На другой день в нашей комнате всё было вверх дном. В сенях стоял огромный деревянный сундук, и Илзе складывала туда вещи.

— Вот, посмотри-ка! — сказала она и показала мне набор грубого пестротканого постельного белья. — Ну разве это не роскошь? Вот это вещь! Против неё та марля, в которой спала бабушка — это просто ужас! — Она брезгливо отодвинула в сторону стопку удивительно тонкого, украшенного вышивкой льняного белья. — Постельное бельё ты возьмёшь с собой новое; я его собирала постепенно, с тех пор как мы живём в Диркхофе — содержи его в порядке!

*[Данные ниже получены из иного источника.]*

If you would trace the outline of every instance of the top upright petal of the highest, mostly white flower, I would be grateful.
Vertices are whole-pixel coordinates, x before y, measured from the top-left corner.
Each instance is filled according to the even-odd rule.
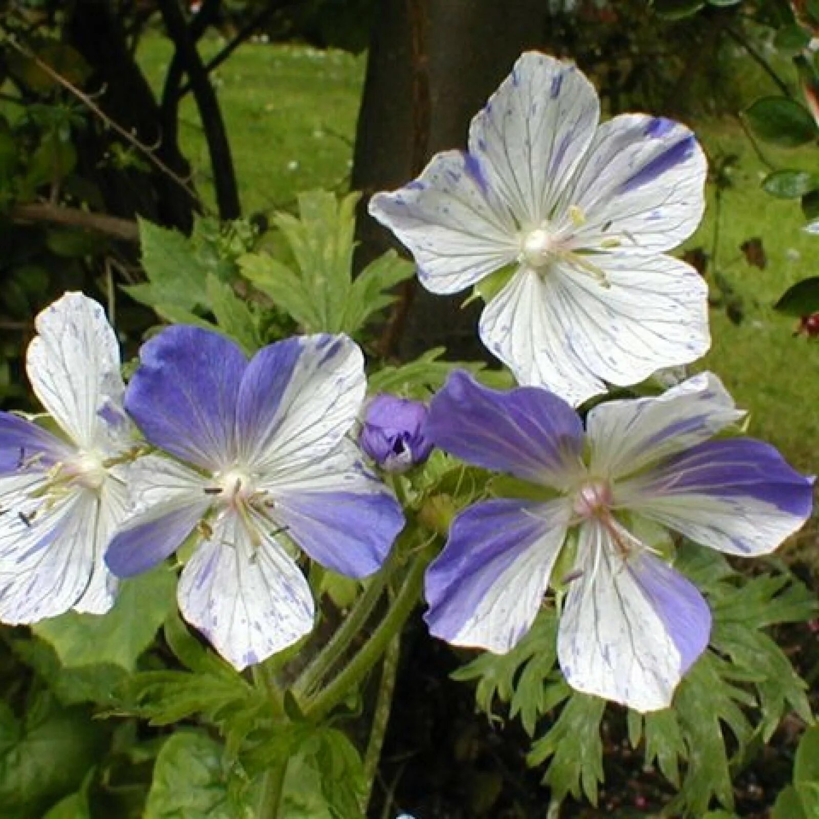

Затем в сундук последовала целая связка бесформенных, жёстких чулок из овечьей шерсти, занявшая там приличный объём. Илзе годами копила для меня запасы одежды, в которой я должна буду «щеголять» в большом мире… Перины были скатаны в рулон и зашиты в мешок — огромный груз!

От всех этих сборов у меня ужасно щемило сердце, но в иные моменты душа моя словно воспаряла, её охватывало какое-то радостное предчувствие, какая-то прекрасная надежда; но это ощущение возникало и гасло мгновенно, как вспышка молнии, и всякий раз — вот странный скачок сознания! — взгляд мой робко упирался в мои башмаки. Они уже были хорошо разношены, я ступала в них так сильно, как только могла, при этом стараясь убедить себя, что гвозди уже не так клацают при ходьбе, как четыре недели назад. Но это не всегда помогало, и в один прекрасный момент я осмелилась робко попросить Илзе купить мне по дороге новые туфли. Она сняла с меня один башмак и стала рассматривать его на свету.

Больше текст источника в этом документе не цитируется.